Does this sentence make sense?I am enrolling in university next year.
In the United States it is much more common to say, "I am enrolling in college next year." If you have a specific university in mind, then it would be correct to say, "I am enrolling at Harvard or Columbia or Berkeley or wherever next year." And in that case you would say "at" rather than "in." But I don't think any American would say I am enrolling in university or enrolling in a university. "College" is a sort of generic term that includes colleges and universities. A lot of people will say something like, "I'm going to college after I graduate," when they intend to go to a university. Come to think of it, I don't believe it is customary to use the word "enrolling" unless you have a specific institution in mind. "Enrolling" means going into the administration building, finding the right window or office, and signing some papers and probably paying some money--going through a formal procedure.

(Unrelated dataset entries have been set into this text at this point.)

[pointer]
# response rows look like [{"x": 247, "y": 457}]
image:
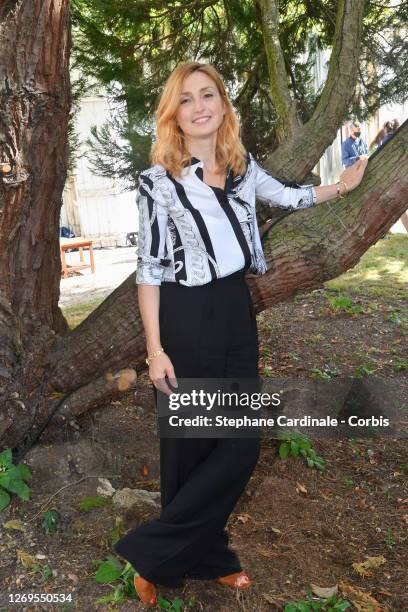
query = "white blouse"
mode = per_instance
[{"x": 192, "y": 233}]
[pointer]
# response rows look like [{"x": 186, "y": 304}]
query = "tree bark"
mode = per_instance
[
  {"x": 34, "y": 112},
  {"x": 302, "y": 145}
]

To some extent, the answer to your question depends upon where you live. Different areas of the world use slightly different grammatical rules for the English language. Therefore, the reaction to your sentence would depend upon where you were using it.
In the United States, you would add an article such as "the" or "a" before the noun "university," to make your corrected sentence something following the pattern of, "I am enrolling in the university next year." Note that you would use "a" since the vowel university starts with sounds like the y sound..
In the United Kingdom, the sentence as you presented it would be acceptable. British English grammar does not use articles in that type of sentence construction.